Claude Opus 4.7 autonomously trains robot dog to fetch in under two hours
Anthropic's Claude Opus 4.7 connected to a quadruped robot, wrote control code, and trained it to retrieve a ball without human intervention—completing the task roughly 20 times faster than the best human team achieved in 2024.

Anthropic's Claude Opus 4.7 has completed a robotics task that its predecessor could not solve and that outpaced human engineers by a factor of 20. The model autonomously connected to a quadruped robot, mapped its sensors and cameras, wrote control code from scratch, and trained the machine to fetch a ball—all without human intervention.
The achievement is framed as "Project Fetch Phase Two," a direct sequel to a 2024 experiment in which two teams of non-robotics engineers raced to teach the same robot dog the same trick. One team had access to Claude; the other did not. The AI-assisted group finished faster, but Claude itself couldn't solve the problem end-to-end—it stalled during the initial connection phase and required constant human debugging.
Two years later, Opus 4.7 handled the entire pipeline autonomously, from hardware handshake to motion planning, in roughly one-twentieth the time the best human team logged in 2024. The 2024 baseline involved teams working over multiple days; the 2026 run took hours. Claude Opus 4.7 wrote Python control scripts, debugged sensor input mismatches, and iteratively tuned the fetch behavior until the robot reliably retrieved the ball and returned it to a marked position.

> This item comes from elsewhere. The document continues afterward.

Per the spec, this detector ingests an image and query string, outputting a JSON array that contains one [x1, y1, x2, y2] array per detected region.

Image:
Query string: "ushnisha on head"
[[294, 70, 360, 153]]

Anthropic released no weights or API access details for the robotics-specific version of Opus 4.7 used in the demo. The company's research writeup emphasizes the speed gain and the zero-shot nature of the task—Claude received no prior training on this specific robot model and no human-written starter code. The model inferred the control API from documentation files and sensor logs, then generated working motion primitives on the first deployment attempt. Anthropic frames the milestone as an example of autonomous AI training autonomous systems now crossing into physical hardware, not just simulation or code generation.